Among medical causes, Mr. Johnson was especially interested in research into Alzheimer's disease, an affliction that took his father's life in 1984. He quietly launched his own nonprofit, the Alzheimer Research Forum Foundation, which acts as an online clearinghouse of information.

Mr. Johnson also launched Fidelity Charitable. The business unit manages thousands of accounts from which customers can send donations. It became the largest nonprofit fund-raiser in the country, outpacing the United Way in 2016.

Mr. Johnson spent extensively on computers and technology that enhanced the company's reputation for strong customer service.

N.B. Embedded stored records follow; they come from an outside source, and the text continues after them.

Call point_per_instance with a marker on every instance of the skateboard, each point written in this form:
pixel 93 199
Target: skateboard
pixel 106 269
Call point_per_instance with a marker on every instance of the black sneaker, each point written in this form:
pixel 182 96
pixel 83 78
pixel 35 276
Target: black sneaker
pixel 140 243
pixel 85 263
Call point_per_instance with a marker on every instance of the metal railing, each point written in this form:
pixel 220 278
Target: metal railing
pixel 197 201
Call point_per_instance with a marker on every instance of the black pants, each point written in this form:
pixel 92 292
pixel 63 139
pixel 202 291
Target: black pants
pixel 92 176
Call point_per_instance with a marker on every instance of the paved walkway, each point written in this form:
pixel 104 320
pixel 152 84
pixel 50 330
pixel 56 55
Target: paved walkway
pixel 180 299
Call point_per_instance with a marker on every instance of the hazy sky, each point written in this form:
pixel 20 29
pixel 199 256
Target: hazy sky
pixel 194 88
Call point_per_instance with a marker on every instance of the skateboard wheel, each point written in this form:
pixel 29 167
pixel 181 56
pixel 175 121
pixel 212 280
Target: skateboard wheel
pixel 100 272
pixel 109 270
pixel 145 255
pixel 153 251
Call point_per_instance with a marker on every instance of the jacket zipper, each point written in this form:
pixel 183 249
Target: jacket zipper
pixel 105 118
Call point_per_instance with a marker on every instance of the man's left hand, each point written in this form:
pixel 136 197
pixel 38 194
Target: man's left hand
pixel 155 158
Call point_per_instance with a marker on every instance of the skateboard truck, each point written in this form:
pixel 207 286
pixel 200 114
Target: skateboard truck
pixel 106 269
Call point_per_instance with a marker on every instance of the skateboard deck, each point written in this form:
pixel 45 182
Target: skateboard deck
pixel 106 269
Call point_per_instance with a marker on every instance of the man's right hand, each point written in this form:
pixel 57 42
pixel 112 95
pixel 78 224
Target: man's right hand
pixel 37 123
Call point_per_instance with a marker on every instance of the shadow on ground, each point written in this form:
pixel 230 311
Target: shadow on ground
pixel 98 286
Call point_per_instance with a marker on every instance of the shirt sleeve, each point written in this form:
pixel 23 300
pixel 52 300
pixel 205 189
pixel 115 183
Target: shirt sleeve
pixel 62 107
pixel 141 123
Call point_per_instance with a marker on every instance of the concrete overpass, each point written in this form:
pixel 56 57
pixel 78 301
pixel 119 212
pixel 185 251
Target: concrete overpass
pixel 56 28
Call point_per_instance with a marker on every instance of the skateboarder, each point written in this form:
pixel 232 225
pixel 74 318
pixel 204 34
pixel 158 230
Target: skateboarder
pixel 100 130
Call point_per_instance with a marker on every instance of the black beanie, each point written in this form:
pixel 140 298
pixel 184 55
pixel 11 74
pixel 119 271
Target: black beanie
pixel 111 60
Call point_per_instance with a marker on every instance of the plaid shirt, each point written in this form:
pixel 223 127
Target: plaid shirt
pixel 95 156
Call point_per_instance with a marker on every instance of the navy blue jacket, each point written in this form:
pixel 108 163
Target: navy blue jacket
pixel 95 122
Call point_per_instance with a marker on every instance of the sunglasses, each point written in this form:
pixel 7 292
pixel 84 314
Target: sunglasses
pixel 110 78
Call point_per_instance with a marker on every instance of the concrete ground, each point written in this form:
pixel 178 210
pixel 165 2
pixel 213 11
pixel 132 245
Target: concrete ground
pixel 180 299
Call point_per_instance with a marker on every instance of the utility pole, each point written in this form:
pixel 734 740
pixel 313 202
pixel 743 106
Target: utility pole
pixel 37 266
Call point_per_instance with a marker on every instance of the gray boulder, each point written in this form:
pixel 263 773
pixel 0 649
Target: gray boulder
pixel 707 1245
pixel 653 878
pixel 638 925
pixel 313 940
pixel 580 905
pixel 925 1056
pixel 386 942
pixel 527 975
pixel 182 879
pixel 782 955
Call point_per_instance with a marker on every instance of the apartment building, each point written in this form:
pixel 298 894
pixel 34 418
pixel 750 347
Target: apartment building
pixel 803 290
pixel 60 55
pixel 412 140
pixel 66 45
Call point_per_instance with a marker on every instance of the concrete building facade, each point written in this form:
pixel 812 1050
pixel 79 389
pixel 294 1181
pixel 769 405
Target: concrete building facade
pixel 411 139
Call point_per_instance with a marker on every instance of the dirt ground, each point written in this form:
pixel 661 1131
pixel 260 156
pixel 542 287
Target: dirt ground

In the early days, he reached out to customers with a blizzard of advertising and made it easy for shareholders to call Fidelity for help with toll-free numbers staffed around the clock, a big change in a business that grew out of the discreet and conservative world of trusts and private bankers.

For many years, he continued his father's practice of hiring bright, young money managers at Fidelity and encouraging them to take investment risks, again contrary to a common industry practice that emphasized group decisions by older men.

This new investment culture produced many stars -- none more famous than Peter Lynch -- and established Fidelity as home to some of the hottest mutual fund managers just when one of the great bull markets in history got underway, in the early 1980s.

"He was a radical egalitarian despite the fact that he was born into an upper-class Boston Brahmin family," said Bob Pozen, a top Fidelity executive who left the company in 2001. "He just wanted to hire the best people."

As Fidelity's investment management business grew, Mr. Johnson diversified the company into other ventures. He built a booming discount brokerage subsidiary and a large real estate business that redeveloped the World Trade Center and built a hotel across the street on the South Boston waterfront. 

Consider that American mutual fund holdings are now roughly the size of the GDP of China, Japan, Germany and the UK combined.